I have a function
$$F(x)=\left[ a\ln\frac{y(x)}{b}-c\ln\frac{y(x)}{d} \right]^{-2},$$
where $a$, $b$, $c$, $d$ are constant.
If the function $y(x)$ can be written as it mean value plus a disturbance, $y(x)=y_0+\epsilon * dy(x)$, where $y_0$ is a constant and $\epsilon\ll1$. How to linearize the function $F(x)$ with respect to $y_0$? In the linearization, I need to eliminate any variable preceded by $\epsilon$ with power higher than 1 and any product of two variables preceded by $\epsilon$. For example, it is easy to linearize the function $\ln\frac{y(x)}{b}$:
$$\ln\frac{y(x)}{b}=\ln(y_0+\epsilon dy)-\ln b=\ln\left[y_0(1+\epsilon \frac{dy}{y_0}) \right]-\ln b=\ln\frac{y_0}{b}+\ln\left(1+\epsilon\frac{dy}{y_0} \right)=\ln\frac{y_0}{b}+\epsilon \frac{dy}{y_0}+O(\epsilon^2).$$
Thank you very much!
First of all, Welcome to the site !
As uou take it, the problem you are facing is the composition of Taylor series and I suggest you to do it from inside to outside.

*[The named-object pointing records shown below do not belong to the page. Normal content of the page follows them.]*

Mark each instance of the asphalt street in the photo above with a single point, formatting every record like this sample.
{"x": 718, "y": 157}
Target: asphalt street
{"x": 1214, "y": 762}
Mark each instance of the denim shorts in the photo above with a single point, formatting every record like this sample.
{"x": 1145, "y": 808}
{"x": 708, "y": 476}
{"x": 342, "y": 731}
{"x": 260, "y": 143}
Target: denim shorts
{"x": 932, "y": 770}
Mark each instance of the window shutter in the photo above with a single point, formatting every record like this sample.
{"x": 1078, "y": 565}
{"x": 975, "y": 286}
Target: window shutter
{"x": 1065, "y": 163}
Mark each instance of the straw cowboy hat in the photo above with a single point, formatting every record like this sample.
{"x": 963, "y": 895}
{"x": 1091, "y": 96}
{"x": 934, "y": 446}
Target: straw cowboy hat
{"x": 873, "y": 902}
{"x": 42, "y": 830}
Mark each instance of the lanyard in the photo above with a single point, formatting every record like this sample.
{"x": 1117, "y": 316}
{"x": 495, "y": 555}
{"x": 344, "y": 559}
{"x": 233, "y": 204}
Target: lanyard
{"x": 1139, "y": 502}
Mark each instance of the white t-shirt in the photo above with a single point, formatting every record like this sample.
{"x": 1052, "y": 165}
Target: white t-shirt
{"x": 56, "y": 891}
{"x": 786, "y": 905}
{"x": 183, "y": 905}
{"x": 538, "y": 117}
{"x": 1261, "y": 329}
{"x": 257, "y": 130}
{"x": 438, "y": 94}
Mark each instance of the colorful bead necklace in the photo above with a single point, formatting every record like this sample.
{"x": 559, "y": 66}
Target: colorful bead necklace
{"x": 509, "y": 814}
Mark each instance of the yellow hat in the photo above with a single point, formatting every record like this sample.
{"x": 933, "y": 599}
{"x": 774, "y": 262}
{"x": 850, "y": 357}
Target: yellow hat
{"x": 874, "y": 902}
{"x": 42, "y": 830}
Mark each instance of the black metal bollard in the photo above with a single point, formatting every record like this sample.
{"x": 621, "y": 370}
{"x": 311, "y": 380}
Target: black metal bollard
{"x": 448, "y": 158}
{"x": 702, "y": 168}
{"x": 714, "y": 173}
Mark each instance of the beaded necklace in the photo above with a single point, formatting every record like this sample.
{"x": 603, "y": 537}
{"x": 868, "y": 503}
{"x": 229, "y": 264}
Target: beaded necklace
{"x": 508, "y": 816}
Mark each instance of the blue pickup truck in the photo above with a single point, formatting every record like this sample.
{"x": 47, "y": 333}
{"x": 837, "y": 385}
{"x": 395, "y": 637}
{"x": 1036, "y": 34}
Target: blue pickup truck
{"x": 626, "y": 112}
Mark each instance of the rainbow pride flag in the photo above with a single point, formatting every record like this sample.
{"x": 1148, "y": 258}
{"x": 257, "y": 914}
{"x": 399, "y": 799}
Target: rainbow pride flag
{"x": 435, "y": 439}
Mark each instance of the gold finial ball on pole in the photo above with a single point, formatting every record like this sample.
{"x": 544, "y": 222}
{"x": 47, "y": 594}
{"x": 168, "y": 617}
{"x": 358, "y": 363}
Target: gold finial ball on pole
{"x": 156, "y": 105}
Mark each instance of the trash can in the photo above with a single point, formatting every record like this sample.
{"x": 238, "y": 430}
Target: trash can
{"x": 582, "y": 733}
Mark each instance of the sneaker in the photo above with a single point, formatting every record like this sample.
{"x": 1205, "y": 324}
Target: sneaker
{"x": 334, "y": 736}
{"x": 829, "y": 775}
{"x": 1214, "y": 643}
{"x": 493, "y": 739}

First, assuming $b>0$, $d>0$, $y(x)>0$, rewrite $$a \log \left(\frac{y}{b}\right)-c \log \left(\frac{y}{d}\right)=(a-c)\log (y)+ [c \log(d)-a \log(b)]$$ that is to say $$\alpha \log (y)+\beta \quad \text{with}\quad\alpha=(a-c)\quad \text{and}\quad \beta=c \log(d)-a \log(b)$$
Now, using Taylor, just as you wrote, $$y=y_0+y'_0 \,\epsilon\implies \log(y)=\log (y_0)+\frac{y'_0 }{y_0}\epsilon+O\left(\epsilon ^2\right)$$ So, the quantity in brackets is
$$(\beta +\alpha \log (y_0))+\frac{\alpha y'_0 }{y_0}\epsilon +O\left(\epsilon ^2\right)$$ Square it $$(\beta +\alpha \log (y_0))^2+\frac{2 \alpha y'_0 (\beta +\alpha \log (y_0))}{y_0}\epsilon+O\left(\epsilon ^2\right)$$ and now, use the long division
$$F(x)=\frac{1}{(\beta +\alpha \log (y_0))^2}-\frac{2 \alpha y'_0}{y_0 (\beta +\alpha \log (y_0))^3}\epsilon+O\left(\epsilon ^2\right)$$
For sure, you need to replace $y_0$ by $y(x_0)$, $y'_0$ by $y'(x_0)$ and $\epsilon$ by $(x-x_0)$.
Edit
But, using the first principles, linearizing a function at $x_0$ is just the equation of the tangent line at this point, that is to say
$$F(x)=F(x_0)+F'(x_0)\, (x-x_0)$$ $$F(x)=\Bigg[a \log \left(\frac{y(x_0)}{b}\right)-c \log \left(\frac{y(x_0)}{d}\right)\Bigg]^{-2}-$$ $$2(a-c) \Bigg[a \log \left(\frac{y(x_0)}{b}\right)-c \log \left(\frac{y(x_0)}{d}\right)\Bigg]^{-3}\,\,\frac{y'(x_0)}{y(x_0)}\,\, (x-x_0)$$ which is much faster and does not require any $O((x-x_0)^2)$ consideration.